研究者紹介

微生物の環境ストレス応答、特に休眠や飢餓生残に関わる遺伝子発現制御について研究している。また核酸標準物質の整備や、遺伝子定量・微量遺伝子検出において偽陽性の原因になる核酸増幅産物による汚染とその対策、W/Oドロップレットを用いて特定の機能を持つ微生物や遺伝子、有用な遺伝子を取得する研究を進めている。

生分解性プラスチック（脂肪族ポリカーボネートおよび脂肪族ポリエステル）の分解細菌として単離した好気性光合成細菌 Roseateles depolymerans は飢餓条件により光合成器官形成を行うユニークな特徴を持っている。このバクテリアの飢餓耐性や長期生残能力、遺伝子発現制御について研究を進めている。これまでに解明された成果としては、飢餓における光合成遺伝子クラスターの転写制御はRpoHホモログであるシグマ因子の制御下にあり、飢餓条件にさらされることによりその転写量が500倍以上に増幅されること、またそのシグマ因子をノックアウトした欠損株は光合成器官形成をしなくなるだけでなく、熱や光酸化ストレスへの耐性が極端に低下することが分っている。またこの遺伝子の欠損株では温度条件の変化に応答した鞭毛形成関連遺伝子の転写量の増減も見られなくなることから、トータルで様々な遺伝子発現制御に関与していることが推定される。現在このバクテリアに関する複数のテーマの検討を、いくつかの大学と連携しながら進めている。

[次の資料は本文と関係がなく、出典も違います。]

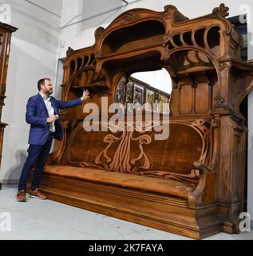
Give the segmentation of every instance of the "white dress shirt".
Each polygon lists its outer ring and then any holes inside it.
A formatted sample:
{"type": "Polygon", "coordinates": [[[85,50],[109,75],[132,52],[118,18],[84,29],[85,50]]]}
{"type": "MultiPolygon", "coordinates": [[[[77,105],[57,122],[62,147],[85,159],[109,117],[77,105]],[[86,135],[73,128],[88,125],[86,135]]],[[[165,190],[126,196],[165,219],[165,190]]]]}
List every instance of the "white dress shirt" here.
{"type": "MultiPolygon", "coordinates": [[[[46,98],[43,94],[42,94],[41,92],[39,92],[39,94],[42,95],[44,102],[45,104],[47,111],[49,113],[49,117],[50,118],[52,115],[54,114],[54,110],[53,107],[52,106],[52,104],[50,102],[50,97],[46,98]]],[[[52,133],[55,132],[55,126],[54,126],[54,122],[50,122],[49,125],[49,131],[52,133]]]]}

NMIJ等と連携して国内外での核酸定量の共同測定実験に参加したり、非天然の配列で特定の遺伝子をコードせず偏りのない塩基構成やSNPを含む配列、様々なGC含量からなるDNAやRNAの核酸標準物質の設計・製作を行ってきた。またPCR増幅産物による試験環境の汚染が定量を不正確にする問題から、PCR増幅産物を拡散させない方法や、汚染が発生する前にDNAやRNAが付着した容器・器具・サンプル等を不活化処理する方法について研究してきた。PCR増幅産物の不活化は遺伝子定量の他にも遺伝子検査や特定の環境に紐づいた遺伝子の検出や取得に正確を期したり、漏洩した核酸分子から特定の遺伝子配列を読み取られる情報セキュリティ上のリスクを低減する技術としても期待される。PCR産物を汚染を拡散することなく処理するために、レトルトパウチに封入して酸素が共存する条件で長時間湿熱処理する方法を考案した。コンプレッサーを備えたオートクレーブ（レトルト製造機を再設計したもの）を利用し、120℃では2時間、130℃では1時間弱の加熱時間で検出限界まで処理できることを確認した。現在は社会実装を目指した連携先を探している。

当研究グループでは、フッ素オイル中に分散させた微小液滴（W/Oドロップレット）内で微生物を培養したり、試験管内で行っていたような生物反応（例えば接合やファージの感染）、シングルセルからPCRを行い特定の遺伝子の有無を判定する実験を行い、蛍光等の検出技術と組み合わせたソーティングや分取によって特定の形質を持つ微生物細胞やその遺伝情報を取得する様々なアプリケーションを研究している。この方法を使えば、従来法に比べて高いスループットでの自動化したスクリーニングが可能である他、従来の技術では出来なかったプラスミドやファージの天然宿主を同定する実験などにも応用が可能である。その他、新しいレポーターのシステムなどW/Oドロップレットを利用した微生物スクリーニングを高度化するための様々な技術開発を行っている。